Comparison of five DNA extraction methods in three medicinal plants: Peganum harmala L., Tamarix ramosissima Ledeb., and Potentilla reptans L

Zahra Salehi  1 Atefe Amirahmadi  1   2 Arezou Rezaei  1   2 Parisa Farrokh  1   2 Javad Ghasemian  3
Affiliations

Comparison of five DNA extraction methods in three medicinal plants: Peganum harmala L., Tamarix ramosissima Ledeb., and Potentilla reptans L

Zahra Salehi et al. Mol Biol Res Commun. 2023.

Abstract

Extracting high-yield, high-quality DNA from plant samples is challenging due to the presence of the cell wall, pigments, and some secondary metabolites.
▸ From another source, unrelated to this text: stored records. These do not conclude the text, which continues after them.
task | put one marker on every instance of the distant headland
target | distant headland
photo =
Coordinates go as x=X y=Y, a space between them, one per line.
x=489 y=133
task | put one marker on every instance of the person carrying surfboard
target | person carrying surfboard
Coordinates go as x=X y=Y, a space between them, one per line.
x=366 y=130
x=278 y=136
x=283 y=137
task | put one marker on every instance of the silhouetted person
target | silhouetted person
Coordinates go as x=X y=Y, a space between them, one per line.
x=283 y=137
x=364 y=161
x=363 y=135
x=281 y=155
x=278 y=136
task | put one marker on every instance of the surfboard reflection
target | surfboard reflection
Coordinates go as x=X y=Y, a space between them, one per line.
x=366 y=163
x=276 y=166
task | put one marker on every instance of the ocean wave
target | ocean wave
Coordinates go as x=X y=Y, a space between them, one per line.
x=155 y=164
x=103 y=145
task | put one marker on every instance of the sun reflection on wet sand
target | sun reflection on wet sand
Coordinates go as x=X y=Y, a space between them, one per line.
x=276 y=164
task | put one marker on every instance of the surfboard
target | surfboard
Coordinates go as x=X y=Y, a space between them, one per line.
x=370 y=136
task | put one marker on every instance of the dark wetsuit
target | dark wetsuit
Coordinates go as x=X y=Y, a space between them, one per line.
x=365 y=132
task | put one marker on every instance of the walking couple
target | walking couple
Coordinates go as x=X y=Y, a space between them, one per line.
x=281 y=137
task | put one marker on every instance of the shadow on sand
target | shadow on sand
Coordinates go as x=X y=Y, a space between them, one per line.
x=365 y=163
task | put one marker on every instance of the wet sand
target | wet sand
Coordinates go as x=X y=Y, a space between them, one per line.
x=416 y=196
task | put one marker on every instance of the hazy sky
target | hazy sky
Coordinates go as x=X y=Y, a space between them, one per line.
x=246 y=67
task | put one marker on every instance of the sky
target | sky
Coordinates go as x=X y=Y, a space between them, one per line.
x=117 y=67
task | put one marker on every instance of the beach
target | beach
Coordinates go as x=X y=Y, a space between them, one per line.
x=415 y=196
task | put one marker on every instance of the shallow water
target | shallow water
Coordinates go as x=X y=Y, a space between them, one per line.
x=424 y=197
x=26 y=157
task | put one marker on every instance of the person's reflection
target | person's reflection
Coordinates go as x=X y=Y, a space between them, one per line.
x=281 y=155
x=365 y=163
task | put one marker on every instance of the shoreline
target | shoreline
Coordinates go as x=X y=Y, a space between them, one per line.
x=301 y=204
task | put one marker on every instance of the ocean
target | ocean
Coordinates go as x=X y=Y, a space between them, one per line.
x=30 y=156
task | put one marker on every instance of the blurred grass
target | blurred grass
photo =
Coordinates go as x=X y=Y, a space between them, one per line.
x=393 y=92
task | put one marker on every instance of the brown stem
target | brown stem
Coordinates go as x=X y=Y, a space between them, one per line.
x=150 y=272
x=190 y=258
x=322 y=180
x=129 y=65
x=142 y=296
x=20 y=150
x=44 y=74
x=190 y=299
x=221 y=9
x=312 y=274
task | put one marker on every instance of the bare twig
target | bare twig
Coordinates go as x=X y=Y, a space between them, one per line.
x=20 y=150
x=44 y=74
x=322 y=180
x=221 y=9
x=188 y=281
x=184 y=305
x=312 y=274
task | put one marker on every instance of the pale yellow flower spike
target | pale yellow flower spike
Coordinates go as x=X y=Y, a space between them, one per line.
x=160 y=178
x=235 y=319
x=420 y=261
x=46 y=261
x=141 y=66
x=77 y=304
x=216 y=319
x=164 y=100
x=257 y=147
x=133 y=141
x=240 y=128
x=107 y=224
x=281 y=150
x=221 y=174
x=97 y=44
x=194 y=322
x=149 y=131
The main CTAB method, two of its modified protocols (beta-mercaptoethanol or ammonium acetate were eliminated), the modified Murray and Thompson method, and the Gene All kit were statistically compared based on the quantity and quality of the total DNA (tDNA) extracted from fresh and dried leaves of three medicinal herbs P. harmala, T. ramosissima, and P. reptans. The suitability of the tDNAs for molecular studies was evaluated by polymerase chain reaction (PCR) of the fragments of the internal transcribed spacer (ITS) in nuclear DNA and the trnL-F region in chloroplast DNA. Some significant differences were found between the tDNAs extracted by five extraction methods. With the exception of P. harmala, where the PCR of both the ITS fragments and the trnL-F region worked successfully in all DNA samples, but only the ITS fragments, not the chloroplast trnL-F region, were amplified in the DNA samples of T. ramosissima and P. reptans. The chloroplast trnL-F region was amplified only in DNA samples extracted from fresh and dried leaves of the three studied herbs using the commercial kit. Gene All kit, the main CTAB method, and its modified protocols were the less time-consuming protocols that yielded DNA suitable for downstream PCR vis-a-vis the modified Murray and Thompson method.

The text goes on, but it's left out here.